You can learn more about AWS’ approach to GDPR compliance at the AWS GDPR Center.
The GDPR mandates that organizations provide clear and easily accessible unsubscribe mechanisms, particularly for marketing communications. Highwire users can access clear opt-out links in the footer of all Highwire emails.
Highwire retains user data only for as long as we have an ongoing, legitimate need to do so and are working under a current hiring partner or contracting partner agreement. Specific user accounts and personallyiIdentifiable information (PII) are deleted immediately upon account deletion (either directly by a hiring partner administrative user or by Highwire) or upon contract termination. Highwire tries to ensure that our services protect information from accidental or malicious deletion. Because of this, there may be slight delays between when a user deletes something and when copies are deleted from our active and back-up systems.
As detailed in our Terms, Highwire may de-identify and aggregate information submitted by our contracting partners. Highwire owns all aggregated information and may use it for any purpose since aggregated data is completely anonymous and is no longer personal data subject to data protection laws or regulations, including the GDPR.
Highwire will notify all users immediately via email of any personal data breach (and never later than 72 hours after having become aware of it).

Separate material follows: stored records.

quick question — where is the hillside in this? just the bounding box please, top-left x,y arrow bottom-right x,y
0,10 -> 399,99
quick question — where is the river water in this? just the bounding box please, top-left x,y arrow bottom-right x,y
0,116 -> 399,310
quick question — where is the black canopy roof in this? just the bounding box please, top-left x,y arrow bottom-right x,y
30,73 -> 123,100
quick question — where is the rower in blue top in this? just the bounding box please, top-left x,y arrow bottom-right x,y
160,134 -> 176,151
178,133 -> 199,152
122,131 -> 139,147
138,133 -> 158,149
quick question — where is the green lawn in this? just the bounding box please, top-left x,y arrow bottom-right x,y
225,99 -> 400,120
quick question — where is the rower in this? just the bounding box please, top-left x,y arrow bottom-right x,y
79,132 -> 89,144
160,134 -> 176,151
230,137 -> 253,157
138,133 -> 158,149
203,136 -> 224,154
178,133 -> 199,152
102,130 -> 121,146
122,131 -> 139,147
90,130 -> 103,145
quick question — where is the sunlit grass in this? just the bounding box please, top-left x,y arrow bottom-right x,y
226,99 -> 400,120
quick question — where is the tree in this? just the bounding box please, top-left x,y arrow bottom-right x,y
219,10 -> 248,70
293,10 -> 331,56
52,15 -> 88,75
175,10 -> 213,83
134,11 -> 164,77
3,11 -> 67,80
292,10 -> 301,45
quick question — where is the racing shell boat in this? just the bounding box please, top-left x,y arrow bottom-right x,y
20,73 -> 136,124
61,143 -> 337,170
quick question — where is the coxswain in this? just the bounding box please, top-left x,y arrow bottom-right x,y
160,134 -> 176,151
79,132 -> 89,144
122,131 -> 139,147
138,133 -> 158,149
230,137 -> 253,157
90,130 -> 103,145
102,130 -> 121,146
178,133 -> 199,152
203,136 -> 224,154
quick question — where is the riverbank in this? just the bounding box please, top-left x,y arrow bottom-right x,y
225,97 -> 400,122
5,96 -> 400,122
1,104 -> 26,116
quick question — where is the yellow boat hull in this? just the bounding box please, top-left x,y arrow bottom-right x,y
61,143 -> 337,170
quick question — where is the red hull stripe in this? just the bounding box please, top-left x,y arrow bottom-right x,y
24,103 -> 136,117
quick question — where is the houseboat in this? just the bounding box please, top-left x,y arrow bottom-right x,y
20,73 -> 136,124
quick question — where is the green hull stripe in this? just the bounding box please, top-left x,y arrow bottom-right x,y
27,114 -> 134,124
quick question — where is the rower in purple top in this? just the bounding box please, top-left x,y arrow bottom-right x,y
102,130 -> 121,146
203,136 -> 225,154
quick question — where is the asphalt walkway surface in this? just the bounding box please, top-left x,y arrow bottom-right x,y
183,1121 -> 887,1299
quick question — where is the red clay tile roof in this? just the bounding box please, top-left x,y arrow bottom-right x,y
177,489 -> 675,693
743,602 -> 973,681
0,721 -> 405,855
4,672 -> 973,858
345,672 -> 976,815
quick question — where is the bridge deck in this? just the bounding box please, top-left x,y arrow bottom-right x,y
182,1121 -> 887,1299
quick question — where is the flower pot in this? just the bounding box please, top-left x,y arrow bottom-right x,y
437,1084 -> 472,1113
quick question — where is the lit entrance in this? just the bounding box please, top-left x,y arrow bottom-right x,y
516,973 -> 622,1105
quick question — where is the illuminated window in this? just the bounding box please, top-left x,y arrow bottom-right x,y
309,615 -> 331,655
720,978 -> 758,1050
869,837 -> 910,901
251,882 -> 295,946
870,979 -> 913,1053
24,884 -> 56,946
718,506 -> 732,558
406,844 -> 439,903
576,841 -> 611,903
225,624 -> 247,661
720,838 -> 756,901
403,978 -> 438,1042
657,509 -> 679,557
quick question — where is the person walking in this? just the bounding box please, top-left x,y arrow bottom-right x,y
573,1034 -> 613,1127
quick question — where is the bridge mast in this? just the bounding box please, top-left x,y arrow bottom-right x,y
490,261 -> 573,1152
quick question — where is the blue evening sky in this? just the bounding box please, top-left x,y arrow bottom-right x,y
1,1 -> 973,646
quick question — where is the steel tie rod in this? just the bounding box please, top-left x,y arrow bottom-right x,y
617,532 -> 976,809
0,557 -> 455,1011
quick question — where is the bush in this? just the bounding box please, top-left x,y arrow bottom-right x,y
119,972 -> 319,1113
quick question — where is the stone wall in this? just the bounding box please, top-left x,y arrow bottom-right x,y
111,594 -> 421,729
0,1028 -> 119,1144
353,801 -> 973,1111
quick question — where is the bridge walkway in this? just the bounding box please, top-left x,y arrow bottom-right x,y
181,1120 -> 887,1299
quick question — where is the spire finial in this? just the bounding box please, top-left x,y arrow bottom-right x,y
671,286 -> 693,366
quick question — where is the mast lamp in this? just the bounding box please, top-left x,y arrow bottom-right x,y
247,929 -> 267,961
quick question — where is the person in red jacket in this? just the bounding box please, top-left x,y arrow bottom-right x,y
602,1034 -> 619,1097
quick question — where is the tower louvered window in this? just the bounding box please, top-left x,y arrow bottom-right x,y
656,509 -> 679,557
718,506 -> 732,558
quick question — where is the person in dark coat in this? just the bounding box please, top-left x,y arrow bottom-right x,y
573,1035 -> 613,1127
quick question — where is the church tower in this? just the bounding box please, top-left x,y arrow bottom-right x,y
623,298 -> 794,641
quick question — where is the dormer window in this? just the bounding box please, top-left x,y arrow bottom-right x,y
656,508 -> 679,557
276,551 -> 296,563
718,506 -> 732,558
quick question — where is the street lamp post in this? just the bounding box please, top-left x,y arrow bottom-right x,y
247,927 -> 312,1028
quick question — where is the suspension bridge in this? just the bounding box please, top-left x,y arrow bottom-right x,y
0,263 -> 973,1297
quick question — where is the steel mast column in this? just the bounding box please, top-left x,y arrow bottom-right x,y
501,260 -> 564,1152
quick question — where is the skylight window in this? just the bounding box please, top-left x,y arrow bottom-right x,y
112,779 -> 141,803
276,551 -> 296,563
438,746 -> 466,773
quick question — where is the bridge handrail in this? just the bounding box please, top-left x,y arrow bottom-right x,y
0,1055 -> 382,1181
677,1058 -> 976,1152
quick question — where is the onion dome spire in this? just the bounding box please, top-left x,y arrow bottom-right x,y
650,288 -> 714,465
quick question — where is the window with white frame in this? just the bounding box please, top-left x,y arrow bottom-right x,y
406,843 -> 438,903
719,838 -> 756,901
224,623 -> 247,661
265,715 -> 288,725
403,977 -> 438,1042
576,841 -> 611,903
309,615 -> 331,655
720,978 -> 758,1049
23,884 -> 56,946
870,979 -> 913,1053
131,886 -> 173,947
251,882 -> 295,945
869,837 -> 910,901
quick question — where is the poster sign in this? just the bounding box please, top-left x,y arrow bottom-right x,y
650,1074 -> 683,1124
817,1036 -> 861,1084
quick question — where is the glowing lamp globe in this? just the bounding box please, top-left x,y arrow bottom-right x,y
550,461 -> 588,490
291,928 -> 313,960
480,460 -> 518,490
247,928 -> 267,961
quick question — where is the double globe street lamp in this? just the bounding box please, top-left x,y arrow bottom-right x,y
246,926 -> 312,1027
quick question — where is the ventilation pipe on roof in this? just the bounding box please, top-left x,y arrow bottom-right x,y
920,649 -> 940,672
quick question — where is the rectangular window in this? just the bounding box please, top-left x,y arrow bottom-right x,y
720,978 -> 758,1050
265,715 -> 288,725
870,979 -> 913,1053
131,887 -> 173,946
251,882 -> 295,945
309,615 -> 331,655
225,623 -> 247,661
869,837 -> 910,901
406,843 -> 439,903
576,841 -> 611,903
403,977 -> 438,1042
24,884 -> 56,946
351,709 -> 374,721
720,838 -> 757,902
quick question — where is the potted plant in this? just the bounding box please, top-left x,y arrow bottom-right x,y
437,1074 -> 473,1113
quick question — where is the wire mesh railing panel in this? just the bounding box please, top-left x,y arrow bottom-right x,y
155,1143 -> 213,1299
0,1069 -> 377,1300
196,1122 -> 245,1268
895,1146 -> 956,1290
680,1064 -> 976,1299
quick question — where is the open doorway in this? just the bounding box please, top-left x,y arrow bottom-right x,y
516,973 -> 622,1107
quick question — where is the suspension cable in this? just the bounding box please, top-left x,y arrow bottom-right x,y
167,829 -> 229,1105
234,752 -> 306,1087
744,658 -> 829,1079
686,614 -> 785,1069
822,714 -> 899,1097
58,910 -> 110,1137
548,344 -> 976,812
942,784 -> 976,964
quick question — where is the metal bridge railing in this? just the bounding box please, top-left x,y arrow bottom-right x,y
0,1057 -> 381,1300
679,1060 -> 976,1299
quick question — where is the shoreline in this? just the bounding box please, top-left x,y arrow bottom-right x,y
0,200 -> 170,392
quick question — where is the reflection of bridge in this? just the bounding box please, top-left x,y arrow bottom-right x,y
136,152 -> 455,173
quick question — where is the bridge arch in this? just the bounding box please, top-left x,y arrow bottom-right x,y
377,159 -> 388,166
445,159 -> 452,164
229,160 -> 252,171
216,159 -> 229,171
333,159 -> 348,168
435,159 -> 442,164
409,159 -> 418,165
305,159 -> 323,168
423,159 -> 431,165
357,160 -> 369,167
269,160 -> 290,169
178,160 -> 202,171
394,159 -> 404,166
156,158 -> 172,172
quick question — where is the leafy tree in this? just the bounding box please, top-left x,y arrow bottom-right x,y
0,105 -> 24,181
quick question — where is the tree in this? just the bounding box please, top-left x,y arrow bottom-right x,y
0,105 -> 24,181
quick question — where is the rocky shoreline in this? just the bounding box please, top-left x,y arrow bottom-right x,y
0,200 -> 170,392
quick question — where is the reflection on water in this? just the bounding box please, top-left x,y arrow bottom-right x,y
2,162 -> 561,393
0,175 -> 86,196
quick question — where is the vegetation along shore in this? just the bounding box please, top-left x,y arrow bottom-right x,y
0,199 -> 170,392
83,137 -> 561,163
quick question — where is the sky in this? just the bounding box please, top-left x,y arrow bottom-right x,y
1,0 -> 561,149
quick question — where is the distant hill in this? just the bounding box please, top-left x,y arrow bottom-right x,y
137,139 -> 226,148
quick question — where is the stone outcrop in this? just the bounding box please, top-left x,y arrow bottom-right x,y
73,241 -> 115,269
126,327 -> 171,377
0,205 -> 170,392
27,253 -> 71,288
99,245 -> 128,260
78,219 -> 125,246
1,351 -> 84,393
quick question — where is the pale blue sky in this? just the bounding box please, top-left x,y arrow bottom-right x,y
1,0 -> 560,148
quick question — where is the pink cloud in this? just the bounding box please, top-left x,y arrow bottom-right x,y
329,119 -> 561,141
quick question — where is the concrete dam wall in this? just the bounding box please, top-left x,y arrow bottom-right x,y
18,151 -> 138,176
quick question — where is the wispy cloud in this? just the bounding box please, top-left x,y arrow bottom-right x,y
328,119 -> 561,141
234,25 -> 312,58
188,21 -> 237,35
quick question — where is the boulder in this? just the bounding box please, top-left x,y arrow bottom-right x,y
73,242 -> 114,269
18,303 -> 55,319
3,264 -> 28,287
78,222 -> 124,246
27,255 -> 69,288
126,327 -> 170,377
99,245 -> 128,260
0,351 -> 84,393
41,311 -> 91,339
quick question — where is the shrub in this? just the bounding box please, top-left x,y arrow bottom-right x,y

This notification will include the following:
the nature and description of the breach including the number of users who are affected;
analysis and root cause of the failure;
immediate corrective action to address the breach and mitigate the adverse effects; and,
other corrective actions proposed or taken to prevent any future breaches of the same nature and type.
The EU General Data Protection Regulation (GDPR) is a comprehensive framework designed to protect individuals’ personal data and provide them with greater control over how it’s processed. Highwire makes it a top priority to understand and comply with the GDPR’s provisions in order to build trust with our customers and to contribute to a global culture of data protection and privacy.